I agree with your point, that a server is a more controlled environment. Even then, as you pointed out, you want to rate limit bad login attempts via firewall/fail2ban etc. for the simple reason, that even a fully updated ssh server might use a weak key (because of errors/bugs in software/hardware during key generation) and to prevent timing attacks etc.

In summary: IMHO it is bad advice to tell people they don’t need a firewall, because it is demonstrably wrong and just confuses people like OP.

Seriously, unless you are extremely specialized and know exactly what you are doing, IMHO the answer is: Always (and even being extremely specialized, I would still enable a firewall. :-P)

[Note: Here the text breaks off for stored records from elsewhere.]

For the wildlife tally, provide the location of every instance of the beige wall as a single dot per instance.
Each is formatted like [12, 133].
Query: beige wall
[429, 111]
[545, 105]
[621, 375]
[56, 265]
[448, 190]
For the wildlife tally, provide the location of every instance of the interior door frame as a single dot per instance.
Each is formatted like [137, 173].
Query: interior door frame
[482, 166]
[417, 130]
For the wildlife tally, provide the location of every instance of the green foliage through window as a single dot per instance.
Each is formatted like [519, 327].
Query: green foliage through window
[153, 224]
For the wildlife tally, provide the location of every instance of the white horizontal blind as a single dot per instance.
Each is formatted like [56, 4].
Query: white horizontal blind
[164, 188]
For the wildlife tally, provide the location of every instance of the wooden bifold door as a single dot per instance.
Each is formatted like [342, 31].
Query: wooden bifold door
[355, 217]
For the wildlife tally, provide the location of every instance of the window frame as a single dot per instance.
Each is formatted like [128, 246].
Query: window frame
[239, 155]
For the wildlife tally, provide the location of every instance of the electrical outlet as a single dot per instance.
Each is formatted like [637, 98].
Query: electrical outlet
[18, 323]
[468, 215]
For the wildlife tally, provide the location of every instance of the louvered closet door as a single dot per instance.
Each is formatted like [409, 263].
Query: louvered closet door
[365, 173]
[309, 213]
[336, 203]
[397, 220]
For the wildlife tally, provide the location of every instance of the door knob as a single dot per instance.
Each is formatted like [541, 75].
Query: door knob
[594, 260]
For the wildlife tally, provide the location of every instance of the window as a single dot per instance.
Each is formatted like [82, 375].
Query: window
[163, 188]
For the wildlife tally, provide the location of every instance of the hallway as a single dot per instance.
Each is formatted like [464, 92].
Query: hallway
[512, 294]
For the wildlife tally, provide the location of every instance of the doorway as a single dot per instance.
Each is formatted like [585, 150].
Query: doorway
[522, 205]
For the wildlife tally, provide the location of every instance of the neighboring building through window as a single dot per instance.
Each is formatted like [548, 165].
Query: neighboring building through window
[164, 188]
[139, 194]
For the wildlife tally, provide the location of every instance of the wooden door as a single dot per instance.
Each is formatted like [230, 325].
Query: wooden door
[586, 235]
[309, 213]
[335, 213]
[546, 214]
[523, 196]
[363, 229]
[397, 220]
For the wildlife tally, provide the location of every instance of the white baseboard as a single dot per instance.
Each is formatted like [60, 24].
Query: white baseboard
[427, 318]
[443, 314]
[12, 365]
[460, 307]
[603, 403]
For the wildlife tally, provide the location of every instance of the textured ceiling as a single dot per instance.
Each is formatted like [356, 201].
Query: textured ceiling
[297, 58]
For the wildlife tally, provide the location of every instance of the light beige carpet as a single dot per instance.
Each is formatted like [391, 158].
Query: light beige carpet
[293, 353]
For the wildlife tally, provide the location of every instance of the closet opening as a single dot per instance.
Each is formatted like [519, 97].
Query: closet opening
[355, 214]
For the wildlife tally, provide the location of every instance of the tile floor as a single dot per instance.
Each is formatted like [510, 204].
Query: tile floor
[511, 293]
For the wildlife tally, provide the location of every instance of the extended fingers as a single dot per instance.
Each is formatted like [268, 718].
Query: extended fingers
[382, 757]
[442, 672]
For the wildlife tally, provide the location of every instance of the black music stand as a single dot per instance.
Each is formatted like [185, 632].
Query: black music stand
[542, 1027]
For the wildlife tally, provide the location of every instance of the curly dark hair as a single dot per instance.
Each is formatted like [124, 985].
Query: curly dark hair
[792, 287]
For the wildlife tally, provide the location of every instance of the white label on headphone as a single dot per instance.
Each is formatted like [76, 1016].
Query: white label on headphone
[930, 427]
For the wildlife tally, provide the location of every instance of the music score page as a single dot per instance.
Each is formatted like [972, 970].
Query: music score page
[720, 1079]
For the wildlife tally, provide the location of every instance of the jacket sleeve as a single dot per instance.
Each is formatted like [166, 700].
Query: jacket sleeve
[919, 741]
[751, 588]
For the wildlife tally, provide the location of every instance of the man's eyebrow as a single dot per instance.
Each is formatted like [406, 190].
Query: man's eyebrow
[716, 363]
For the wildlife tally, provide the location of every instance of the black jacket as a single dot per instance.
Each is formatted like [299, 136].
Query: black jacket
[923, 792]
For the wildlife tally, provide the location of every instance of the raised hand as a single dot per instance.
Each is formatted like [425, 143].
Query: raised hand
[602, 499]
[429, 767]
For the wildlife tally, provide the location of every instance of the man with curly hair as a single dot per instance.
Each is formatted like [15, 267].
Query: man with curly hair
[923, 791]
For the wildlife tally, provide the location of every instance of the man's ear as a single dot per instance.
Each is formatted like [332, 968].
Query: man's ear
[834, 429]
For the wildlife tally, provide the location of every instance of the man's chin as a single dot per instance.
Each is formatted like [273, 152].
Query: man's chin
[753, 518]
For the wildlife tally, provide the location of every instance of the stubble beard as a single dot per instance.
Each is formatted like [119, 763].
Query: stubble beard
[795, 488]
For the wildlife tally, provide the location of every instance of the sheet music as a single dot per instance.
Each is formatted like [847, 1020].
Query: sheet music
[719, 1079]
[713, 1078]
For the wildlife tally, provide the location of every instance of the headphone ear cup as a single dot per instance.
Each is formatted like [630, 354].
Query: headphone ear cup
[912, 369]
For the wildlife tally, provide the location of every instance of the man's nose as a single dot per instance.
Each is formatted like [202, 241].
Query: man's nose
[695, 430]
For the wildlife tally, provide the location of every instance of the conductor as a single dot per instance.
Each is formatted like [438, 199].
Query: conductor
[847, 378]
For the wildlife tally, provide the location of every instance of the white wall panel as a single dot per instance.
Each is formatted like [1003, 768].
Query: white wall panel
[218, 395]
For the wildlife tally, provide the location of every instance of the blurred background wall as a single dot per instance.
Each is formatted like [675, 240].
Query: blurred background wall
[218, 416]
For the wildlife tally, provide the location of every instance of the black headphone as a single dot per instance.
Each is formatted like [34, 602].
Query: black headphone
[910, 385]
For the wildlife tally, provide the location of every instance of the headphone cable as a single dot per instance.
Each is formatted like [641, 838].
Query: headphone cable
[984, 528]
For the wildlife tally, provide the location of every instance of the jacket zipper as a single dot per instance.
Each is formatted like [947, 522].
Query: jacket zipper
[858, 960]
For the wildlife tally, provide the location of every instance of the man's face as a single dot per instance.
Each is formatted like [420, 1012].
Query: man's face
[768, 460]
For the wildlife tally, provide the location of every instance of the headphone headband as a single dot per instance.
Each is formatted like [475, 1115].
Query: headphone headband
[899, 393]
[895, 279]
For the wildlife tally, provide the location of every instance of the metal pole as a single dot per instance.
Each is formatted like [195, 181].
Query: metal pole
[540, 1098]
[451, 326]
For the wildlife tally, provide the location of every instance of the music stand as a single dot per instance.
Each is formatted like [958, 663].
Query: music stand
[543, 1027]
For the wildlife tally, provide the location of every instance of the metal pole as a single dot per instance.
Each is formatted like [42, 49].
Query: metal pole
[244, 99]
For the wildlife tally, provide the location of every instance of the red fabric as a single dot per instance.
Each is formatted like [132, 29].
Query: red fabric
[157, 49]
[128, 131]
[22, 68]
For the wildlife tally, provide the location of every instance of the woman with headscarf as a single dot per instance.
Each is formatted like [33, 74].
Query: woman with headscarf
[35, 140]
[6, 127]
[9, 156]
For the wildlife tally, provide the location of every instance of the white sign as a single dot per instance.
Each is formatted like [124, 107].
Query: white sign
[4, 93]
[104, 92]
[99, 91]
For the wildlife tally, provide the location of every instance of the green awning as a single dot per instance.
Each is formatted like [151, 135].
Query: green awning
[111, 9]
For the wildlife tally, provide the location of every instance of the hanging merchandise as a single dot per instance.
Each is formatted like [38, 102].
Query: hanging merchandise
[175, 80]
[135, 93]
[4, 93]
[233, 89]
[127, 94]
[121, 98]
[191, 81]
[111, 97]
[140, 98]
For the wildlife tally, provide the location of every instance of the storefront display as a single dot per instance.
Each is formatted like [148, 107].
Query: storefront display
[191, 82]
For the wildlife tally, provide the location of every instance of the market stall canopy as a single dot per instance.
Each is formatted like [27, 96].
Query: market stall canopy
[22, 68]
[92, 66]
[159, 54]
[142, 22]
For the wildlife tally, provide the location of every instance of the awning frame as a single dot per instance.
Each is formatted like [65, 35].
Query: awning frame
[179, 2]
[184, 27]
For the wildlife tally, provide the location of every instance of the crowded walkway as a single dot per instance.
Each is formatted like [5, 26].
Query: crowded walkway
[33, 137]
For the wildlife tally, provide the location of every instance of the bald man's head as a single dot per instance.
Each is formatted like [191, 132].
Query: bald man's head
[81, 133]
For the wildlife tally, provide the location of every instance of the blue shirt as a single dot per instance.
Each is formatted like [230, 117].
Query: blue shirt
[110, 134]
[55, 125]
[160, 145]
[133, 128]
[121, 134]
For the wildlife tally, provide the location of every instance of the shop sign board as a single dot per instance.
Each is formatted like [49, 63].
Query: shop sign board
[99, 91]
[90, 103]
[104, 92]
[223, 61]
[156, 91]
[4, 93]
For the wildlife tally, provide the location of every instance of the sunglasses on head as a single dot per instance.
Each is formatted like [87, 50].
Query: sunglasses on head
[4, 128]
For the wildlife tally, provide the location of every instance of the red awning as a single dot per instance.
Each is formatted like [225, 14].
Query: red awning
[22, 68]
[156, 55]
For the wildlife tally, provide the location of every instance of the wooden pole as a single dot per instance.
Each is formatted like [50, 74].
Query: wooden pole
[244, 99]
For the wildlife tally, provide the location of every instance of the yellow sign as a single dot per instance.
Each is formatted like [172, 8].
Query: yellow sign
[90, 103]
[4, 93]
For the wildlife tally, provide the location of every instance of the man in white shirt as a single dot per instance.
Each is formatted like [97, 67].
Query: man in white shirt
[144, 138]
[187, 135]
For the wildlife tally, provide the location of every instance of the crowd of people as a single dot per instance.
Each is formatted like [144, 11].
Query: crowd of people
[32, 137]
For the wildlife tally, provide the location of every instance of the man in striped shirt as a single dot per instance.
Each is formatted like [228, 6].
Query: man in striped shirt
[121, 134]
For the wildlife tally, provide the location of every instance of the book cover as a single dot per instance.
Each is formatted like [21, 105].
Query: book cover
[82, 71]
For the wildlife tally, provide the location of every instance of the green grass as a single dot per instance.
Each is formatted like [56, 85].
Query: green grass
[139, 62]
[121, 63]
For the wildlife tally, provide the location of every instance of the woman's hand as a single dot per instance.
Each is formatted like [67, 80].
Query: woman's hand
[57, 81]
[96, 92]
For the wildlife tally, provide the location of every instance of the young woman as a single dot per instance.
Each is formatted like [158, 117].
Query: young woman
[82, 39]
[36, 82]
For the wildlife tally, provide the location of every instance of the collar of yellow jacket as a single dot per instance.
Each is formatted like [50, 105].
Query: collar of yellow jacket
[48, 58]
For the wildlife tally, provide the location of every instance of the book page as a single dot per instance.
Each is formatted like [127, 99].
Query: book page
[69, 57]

Operating systems nowadays are extremely complex with a lot of moving parts. There are security relevant bugs in your network stack and in all applications that you are running. There might be open ports on your computer you did not even think about, and unless you are monitoring 24/7 your local open ports, you don’t know what is open.

First of all, you can never trust other devices on a network. There is no way to know, if they are compromised. You can also never trust the software running on your own computer - just look at CVEs, even without malicious intentions your software is not secure and never will be.

As soon as you are part of a network, your computer is exposed, doesn’t matter if desktop/laptop, and especially for attacking Linux there is a lot of drive by attacks happening 24/7.

Your needs for firewalls mostly depend on your threat model, but just disabling accepting incoming requests is trivial and increases your security by a great margin. Further, setting a rate limit for failed connection attempts for open ports like SSH if you use this services, is another big improvement for security. (… and of course disabling password authentication, YADA YADA)

That said, obviously security has to be seen in context, the only snake oil that I know of are virus scanners, but that’s another story.

People, which claim you don’t need a firewall make at least one of the following wrong assumptions:

• Your software is secure - demonstrably wrong, as proven by CVEs
• You know exactly what is running/reachable on your computer - this might be correct for very small specialized embedded systems, even for them one still must always assume security relevant bugs in software/hardware/drivers

Security is a game, and no usable system can be absolutely secure. With firewalls, you can (hopefully) increase the price for successful attacks, and that is important.